The player mines an asteroid and is delivered an educational fact.
Each open-ended level features various points of interest and memorable images to help build the player's memory of the space.
I managed weekly sprints for the team with a kanban board, setting priorities and coordinating tasks with the most-capable team member.

Design

Core gameplay involves exploring levels and mining special asteroids. When resources are mined, the player is given an astronomy fact and a citation they can use to learn more, as part of the education angle of the game.

The game was deliberately chosen to have low-cost visuals and be a WebGL build in order to make it realistically deployable into a gradeschool classroom.

The game is fine-tuned to be playable to someone with little preexisting game literacy, and is generally non-difficult, though the game becomes more difficult if players attempt to mine as many bonus asteroids as possible.

Level Design

I designed three levels for the game, one tutorial level and two full levels. In the full levels, the player is dropped in on the edge of large, open-ended level, from which they begin exploring for asteroids to mine. Each map has a number of bonus asteroids and one main asteroid that ends the level upon mining.

Due to the open ended nature of the levels, as well as the player's limited view distance, I designed each level to be easily learnable without explicit guidance. Levels are broken up into certain points of interest, each of which having one or two bonus asteroids contained as reward for exploration. The player has a radar to give them a larger view of the level and identify mineable asteriods from a distance.

The first full level takes place in the asteroid belt, and has the player avoiding physical hazards while searching for mineable asteroids. The second full level takes place in a solar flare, and has the player primarily avoiding invisible radiation. The radiation is only visualized on the radar, so players have to rely on both their immediate point of view for steering the ship, while relying on the radar for avoiding radiation zones.

Project Management

As the project manager on a team of five, I was primarily responsible for running sprints, managing the Git repo, and managing priorities.

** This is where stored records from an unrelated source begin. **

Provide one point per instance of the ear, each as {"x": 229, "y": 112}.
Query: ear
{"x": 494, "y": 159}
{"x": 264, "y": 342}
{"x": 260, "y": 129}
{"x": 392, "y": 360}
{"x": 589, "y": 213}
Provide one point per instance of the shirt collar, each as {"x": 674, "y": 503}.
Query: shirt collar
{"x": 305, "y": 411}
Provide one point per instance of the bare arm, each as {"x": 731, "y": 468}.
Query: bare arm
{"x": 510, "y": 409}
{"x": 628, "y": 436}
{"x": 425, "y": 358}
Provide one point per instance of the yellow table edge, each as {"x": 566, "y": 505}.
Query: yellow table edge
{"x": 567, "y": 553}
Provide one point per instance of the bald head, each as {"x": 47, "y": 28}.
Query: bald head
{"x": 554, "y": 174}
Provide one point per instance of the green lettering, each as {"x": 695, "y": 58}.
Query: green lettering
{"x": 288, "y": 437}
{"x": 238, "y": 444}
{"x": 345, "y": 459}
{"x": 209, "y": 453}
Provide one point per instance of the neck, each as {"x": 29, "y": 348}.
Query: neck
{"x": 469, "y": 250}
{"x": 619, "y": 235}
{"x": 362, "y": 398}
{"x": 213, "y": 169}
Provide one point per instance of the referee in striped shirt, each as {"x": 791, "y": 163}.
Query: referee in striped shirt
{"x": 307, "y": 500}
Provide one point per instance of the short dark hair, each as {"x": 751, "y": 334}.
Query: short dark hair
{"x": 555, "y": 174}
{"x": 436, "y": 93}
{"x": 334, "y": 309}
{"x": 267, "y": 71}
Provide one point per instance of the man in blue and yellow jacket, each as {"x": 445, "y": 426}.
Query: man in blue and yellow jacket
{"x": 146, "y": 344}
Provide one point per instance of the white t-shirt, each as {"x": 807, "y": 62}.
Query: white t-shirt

I regularly made determinations about priorities in the interest of producing a minimum viable product far before the ultimate due date of the project. I was successful in this, and the finished game benefitted from a couple of months of polish and iteration based on feedback. Most game projects from other teams submitted for this assignment were unfinished at the time of submission.

Early iteration involved internal playtesting and providing feedback to other group members. In the last few months of the project, we created a playtesting form that we sent to outside examples within our target audience, along with web-hosted builds.